Parlons un peu de gouvernance. Selon vous, c’est ce qui distingue une coopérative financière d’une banque.

Il y a de gros enjeux de gouvernance pour les institutions ouvertes sur leur communauté. C’est beaucoup plus difficile de développer une gouvernance solide dans une institution très ouverte et qui doit construire, et même parfois reconstruire assez régulièrement ses conseils d’administration. Les réseaux doivent continuer à investir dans le développement de leur gouvernance, tout comme les grands réseaux coopératifs des pays développés. Ils ont une compétition beaucoup plus forte que celle qu’ont connue les grands réseaux coopératifs des pays développés dans leurs 50 ou 60 premières années d’émergence. Nos réseaux ont eu le temps de se déployer et de développer leur offre de services avant d’être si fortement confrontés à la compétition.

En terminant, quels sont les principaux défis du mouvement coopératif?

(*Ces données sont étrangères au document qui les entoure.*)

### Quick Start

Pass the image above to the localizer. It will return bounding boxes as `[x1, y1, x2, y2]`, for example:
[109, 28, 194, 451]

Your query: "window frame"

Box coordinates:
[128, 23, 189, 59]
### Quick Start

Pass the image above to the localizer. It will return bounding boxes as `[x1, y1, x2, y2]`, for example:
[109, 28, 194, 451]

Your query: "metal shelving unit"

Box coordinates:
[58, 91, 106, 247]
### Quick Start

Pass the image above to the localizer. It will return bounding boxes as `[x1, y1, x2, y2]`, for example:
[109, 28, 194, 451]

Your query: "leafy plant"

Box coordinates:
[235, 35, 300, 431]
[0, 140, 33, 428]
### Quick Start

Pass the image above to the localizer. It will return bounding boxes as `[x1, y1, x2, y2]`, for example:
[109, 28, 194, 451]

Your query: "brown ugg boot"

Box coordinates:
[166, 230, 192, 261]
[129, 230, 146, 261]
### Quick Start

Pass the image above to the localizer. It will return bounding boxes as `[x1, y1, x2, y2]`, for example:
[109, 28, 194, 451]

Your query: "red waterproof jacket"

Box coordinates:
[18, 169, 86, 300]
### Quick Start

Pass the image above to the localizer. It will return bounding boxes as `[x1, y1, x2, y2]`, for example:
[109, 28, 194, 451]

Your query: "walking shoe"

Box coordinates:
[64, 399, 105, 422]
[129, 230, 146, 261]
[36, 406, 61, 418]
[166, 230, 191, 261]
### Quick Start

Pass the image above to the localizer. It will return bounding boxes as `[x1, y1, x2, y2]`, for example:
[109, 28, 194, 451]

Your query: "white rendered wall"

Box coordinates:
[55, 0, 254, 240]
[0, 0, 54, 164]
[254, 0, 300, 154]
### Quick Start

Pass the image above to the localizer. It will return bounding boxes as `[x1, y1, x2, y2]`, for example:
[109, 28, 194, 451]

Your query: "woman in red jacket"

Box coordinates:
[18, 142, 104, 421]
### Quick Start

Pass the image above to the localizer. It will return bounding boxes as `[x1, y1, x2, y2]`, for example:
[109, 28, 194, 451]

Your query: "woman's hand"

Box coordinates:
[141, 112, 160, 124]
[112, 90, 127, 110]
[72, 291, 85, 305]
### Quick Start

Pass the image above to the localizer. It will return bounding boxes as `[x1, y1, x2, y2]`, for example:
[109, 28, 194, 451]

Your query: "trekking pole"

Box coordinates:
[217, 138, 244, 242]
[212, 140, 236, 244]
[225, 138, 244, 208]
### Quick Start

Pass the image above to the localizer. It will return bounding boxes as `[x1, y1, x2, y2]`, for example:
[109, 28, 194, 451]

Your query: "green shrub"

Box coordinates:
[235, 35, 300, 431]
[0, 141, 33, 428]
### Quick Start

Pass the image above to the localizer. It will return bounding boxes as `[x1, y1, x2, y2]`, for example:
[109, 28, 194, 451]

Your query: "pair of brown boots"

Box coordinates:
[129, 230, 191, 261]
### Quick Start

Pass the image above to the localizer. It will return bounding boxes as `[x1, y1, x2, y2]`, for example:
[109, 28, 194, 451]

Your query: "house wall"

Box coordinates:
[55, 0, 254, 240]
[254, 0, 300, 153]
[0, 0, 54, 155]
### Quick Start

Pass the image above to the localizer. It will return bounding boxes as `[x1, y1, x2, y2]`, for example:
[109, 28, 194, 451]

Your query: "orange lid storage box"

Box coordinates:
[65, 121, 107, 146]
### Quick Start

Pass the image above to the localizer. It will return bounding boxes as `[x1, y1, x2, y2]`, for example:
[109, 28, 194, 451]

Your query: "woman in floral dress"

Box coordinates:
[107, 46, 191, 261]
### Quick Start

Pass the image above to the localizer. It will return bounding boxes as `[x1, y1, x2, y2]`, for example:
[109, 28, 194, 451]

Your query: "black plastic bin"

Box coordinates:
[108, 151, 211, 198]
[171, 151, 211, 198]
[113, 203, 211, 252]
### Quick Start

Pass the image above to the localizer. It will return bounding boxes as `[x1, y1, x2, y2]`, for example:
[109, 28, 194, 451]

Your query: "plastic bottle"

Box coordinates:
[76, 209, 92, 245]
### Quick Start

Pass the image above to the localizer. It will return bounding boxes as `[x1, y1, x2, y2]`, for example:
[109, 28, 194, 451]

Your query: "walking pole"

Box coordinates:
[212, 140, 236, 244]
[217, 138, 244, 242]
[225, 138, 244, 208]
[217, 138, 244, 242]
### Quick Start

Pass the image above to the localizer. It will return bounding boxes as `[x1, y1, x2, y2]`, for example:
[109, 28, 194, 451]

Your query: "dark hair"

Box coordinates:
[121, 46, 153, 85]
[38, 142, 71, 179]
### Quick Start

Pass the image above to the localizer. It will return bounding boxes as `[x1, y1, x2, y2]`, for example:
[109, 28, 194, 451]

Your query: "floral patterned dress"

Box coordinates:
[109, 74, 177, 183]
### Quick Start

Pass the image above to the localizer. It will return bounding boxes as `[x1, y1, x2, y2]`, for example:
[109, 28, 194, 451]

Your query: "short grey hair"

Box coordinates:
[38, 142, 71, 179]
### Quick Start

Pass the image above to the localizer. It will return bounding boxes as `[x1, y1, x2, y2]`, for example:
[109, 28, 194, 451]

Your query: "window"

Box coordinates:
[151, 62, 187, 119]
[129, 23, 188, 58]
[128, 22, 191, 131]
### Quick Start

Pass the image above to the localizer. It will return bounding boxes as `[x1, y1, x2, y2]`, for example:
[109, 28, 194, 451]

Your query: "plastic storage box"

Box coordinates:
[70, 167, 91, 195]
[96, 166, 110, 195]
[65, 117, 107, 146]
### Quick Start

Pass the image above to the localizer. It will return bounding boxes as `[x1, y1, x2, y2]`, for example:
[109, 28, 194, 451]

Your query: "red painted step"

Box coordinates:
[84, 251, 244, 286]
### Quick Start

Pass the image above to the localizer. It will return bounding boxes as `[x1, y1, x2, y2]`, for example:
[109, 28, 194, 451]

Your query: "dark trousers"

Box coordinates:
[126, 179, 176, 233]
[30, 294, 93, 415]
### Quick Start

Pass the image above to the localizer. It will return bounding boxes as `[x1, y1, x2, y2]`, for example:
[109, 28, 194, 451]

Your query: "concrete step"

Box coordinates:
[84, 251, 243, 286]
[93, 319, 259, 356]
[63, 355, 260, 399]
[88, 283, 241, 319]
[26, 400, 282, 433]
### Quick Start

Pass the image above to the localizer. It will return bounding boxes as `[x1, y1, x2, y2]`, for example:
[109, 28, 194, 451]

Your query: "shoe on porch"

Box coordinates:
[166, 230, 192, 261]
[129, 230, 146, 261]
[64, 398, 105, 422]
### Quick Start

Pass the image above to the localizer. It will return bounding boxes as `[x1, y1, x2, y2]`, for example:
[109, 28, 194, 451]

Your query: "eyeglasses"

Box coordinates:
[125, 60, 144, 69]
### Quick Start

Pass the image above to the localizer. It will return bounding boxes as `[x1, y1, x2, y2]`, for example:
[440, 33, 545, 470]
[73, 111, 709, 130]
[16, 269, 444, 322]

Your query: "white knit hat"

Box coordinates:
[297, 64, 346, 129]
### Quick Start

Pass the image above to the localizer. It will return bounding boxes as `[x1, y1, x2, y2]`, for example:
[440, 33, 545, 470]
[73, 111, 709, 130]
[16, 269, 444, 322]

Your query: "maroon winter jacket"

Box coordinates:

Les trois sommets (internationaux des coopératives) ont mis l’emphase sur les enjeux extrêmement critiques pour l’évolution du modèle coopératif : innovation, agilité et recours au capital. Le modèle coopératif, plus que jamais, est pertinent dans une époque économique où on parle de valeurs partagées et où les inégalités sont en croissance. Le modèle coopératif, d’entrée de jeu, inclut un partage de la richesse. Mais il doit évoluer pour s’adapter. Les coopératives ne sont pas désincarnées de leurs industries. Elles subissent de plus en plus de pression du cadre législatif.